Sinopse
De um ônibus que chega no local de apresentação, saem três mulheres e uma musicista. Entram no espaço cênico carregando sapatos, um monte de sapatos. Nesse espaço, que pode ser desenvolvido em um parque, em uma praça pública, em um espaço de convivência, as três atrizes esboçam uma cartografia do deslocamento. Com os sapatos, criam um mapa indistinto, povoado por seres deslocados da terra natal, deslocados da sociedade atual. Os sapatos significam os migrantes, os imigrantes, os andarilhos, os errantes, as ausências, as permanências, as instabilidades, os caminhos. Seres em movimento – mais ou menos esquecidos, mais ou menos acolhidos – com seus rastros, fissuras e fronteiras.
Dentre essa distribuição cartográfica, essas figuras trabalharão textos e músicas que falarão dos temas atuais dos deslocamentos humanos e apontam para uma narrativa da reflexão. Refletem sobre o preconceito, sobre as categorias estanques e, sobretudo, sobre as respostas prontas.
Para tanto, pautaram o processo de quem vem de longe na experimentação de narrativas que, já em sua estrutura poética e multifacetada, evocam a também multifacetada trajetória de quem migra… ou de quem tenta migrar… para outra terra, para outra situação ou, simplesmente, para outro desejo.
Release completo
Sabíamos que o projeto Quem vem de longe teria como ponto de partida a questão do fluxo migratório recente e seus ecos e elos com as diásporas de nosso mundo. Sabíamos também que ele seria concebido para a rua e para espaços teatrais não convencionais, na esteira da história do grupo.

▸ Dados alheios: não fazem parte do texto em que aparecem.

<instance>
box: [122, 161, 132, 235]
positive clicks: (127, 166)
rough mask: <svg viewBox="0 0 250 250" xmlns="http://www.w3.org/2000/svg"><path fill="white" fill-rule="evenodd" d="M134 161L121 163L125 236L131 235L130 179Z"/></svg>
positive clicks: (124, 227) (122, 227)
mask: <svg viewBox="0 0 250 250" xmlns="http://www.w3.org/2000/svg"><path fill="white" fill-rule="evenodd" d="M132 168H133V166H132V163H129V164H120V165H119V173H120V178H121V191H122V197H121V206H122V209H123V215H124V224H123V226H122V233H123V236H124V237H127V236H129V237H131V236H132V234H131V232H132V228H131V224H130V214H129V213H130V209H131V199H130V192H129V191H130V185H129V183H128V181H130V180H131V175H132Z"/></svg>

Em processo colaborativo, passamos a investigar quais possibilidades teatrais seriam capazes de tratar responsavelmente tal tema em tais espaços.
Uma “escritura na sala de ensaio” passou a ser esboçada a partir do encontro das propostas da direção, dramaturgia e atuação. Uma escritura que também foi afetada pelo convívio prolongado da equipe de Quem vem de longe com imigrantes e solicitantes de refúgio de dois centros de acolhimento da cidade de São Paulo.
Aos poucos, desse processo despontou uma “narrativa da conversação”, da reflexão.
Refletiríamos sobre as distâncias, sobre as diferenças, sobre o que significa “nós” e sobre o que significa “os outros”. Refletiríamos sobre as categorias estanques e, suspeitando das respostas prontas, aguçaríamos nossas perguntas.
Como não se apropriar da angústia dos outros e fazer teatro?
Como não substituir a palavra da boca do outro pela palavra da nossa boca?
Tal narrativa seguiria os padrões de uma conversa em curso, repleta de hesitações, digressões, fragmentos e fecundas idas e vindas. Não se basearia, portanto, na representação de uma história linear apoiada exclusivamente na representação de personagens com motivações psicológicas bem constituídas. A representação pura e exclusiva parecia não se adequar à articulação teatral que a “conversa” sobre o tema sugeria.
Daí, uma teatralidade da “não-representação”.